Airport Rating *****
Reception of locals *****
Spring in Seoul
When you think of the far east, chances are you think of some of the major cities in China, Japan, Thailand and Vietnam. It's probably why I was shocked to discover Seoul is the 9th most visited city in the world. What surprised me even more is the size of the city; its population density is twice that of New York and in terms of numbers is larger than almost all major western cities.
It's not a city that automatically comes to mind when thinking about a trip. Think about it, can you name a major Seoul landmark? I couldn't before I went. In fact, despite being founded over 2000 years ago, the city has very historical sites of note - although the ones it does have are incredibly beautiful (more on that later).
As with the rest of the peninsula, Seoul experienced a tumultuous 20th century - beginning the century subservient to Japanese, followed by a bitter civil war in which the city experienced much devastation being on the border with what would become the Democratic People's Republic of Korea (or, as it's more commonly known, North Korea) and ending in the 'Korean miracle', where the country - and the city - experienced breakneck growth to go from an underdeveloped third world country, into one of the most economically successful in the world.
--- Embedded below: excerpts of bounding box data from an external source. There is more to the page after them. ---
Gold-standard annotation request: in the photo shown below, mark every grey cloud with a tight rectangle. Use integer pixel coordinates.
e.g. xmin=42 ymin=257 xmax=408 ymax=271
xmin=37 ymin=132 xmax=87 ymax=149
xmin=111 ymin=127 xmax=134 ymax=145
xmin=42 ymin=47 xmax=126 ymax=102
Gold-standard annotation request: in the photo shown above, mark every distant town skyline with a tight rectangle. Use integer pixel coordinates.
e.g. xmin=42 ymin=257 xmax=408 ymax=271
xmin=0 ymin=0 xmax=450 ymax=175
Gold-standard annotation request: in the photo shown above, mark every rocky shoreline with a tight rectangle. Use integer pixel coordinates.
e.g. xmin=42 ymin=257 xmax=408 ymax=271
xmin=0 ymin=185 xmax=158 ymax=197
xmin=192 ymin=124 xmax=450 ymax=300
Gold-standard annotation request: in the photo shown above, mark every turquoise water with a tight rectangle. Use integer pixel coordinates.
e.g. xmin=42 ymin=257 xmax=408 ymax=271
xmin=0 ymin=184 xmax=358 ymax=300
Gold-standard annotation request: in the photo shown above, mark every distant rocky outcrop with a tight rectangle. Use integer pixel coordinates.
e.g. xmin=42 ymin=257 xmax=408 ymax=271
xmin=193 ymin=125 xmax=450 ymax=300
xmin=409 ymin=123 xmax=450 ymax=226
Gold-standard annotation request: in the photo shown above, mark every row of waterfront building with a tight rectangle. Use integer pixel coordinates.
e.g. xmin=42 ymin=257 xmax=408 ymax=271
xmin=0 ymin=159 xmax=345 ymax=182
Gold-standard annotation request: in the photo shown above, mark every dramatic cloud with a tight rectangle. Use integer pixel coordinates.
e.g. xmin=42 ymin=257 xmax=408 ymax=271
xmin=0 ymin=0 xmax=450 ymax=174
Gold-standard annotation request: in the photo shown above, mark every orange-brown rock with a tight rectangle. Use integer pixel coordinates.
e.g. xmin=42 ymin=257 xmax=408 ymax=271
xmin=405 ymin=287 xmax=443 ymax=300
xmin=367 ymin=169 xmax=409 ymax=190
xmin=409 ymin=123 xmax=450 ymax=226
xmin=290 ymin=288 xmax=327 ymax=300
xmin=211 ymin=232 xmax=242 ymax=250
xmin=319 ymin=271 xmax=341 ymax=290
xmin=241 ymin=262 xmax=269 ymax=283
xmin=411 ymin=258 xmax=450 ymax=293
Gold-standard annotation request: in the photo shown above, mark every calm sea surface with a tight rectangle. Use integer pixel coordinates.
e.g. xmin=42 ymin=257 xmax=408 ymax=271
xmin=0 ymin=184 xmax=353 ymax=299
I spent a week in the city and began to get to grips with a fascinating city. There weren't a lot of non-Koreans, and those that were tended to be Chinese. Language was a bit of a problem, street names, maps, restaurants, bars - everything - was Korean with very little English. It added to the feeling of being in a very different place. It also meant that I had to meet locals quite quickly to show me around, and I was successful in that. A new friend I made commented on how impressed they were that I had covered all the key districts in Seoul in a very short period of time, more than many locals do in a lifetime. But I felt like I barely scratched the surface.
The Five Grand Palaces (or at least some of them)
While the city doesn't retain its history as well London, Rome or Paris, the sites and historical landmarks that it does have are spectacular.
Perhaps the most famous of Seoul's historical sites are the Five Grand Palaces of the Joseon dynasty - all of which are helpfully in just two of Seoul's 25 districts; Jung and Jongno.
I visited three of the five during my week in the city. The largest, and most spectacular, is Gyeongbokgung, the main royal palace of the Joseon dynasy and dating back to the late 14th century. The palace was destroyed twice; once during the Imjin War in the 16th century, and then in the last century during Japanese occupation. Since then, the palaces have been restored over a space of 40 hectares. The entrance is through the Gwanghwamun Gate, a large gate almost as beautiful as the palace inside. Outside, Royal Guards keep watch performing two 'changing of the guards' ceremonies a day.
I always feel like a bit of a giant whenever I return to the far east. The average height is considerably smaller than back home in England, and despite Koreans being taller than most of their neighbours, this trip wasn't any different. On the whole it wasn't something I dwelled on too much, but noticing the Royal Guards were standing on raised platforms to make them seem taller was a little strange. The changing of the guards ceremony was fun to watch, providing an insight into a bygone era with a loud war drum (similar to a nagara), colourful flags, and a display of discipline..
But it's when you go inside that you really get an idea of the scale of the place. Anyone can go through Gwanghwamun Gate and to the outer courtyard, but it's 3,000 Won (or, roughly £2.50) to enter the main palace area. The most famous building is also one that I came across near the start of the complex, and that's the Throne Hall. A double storied structure constructed mainly of wood, it's almost picture perfect.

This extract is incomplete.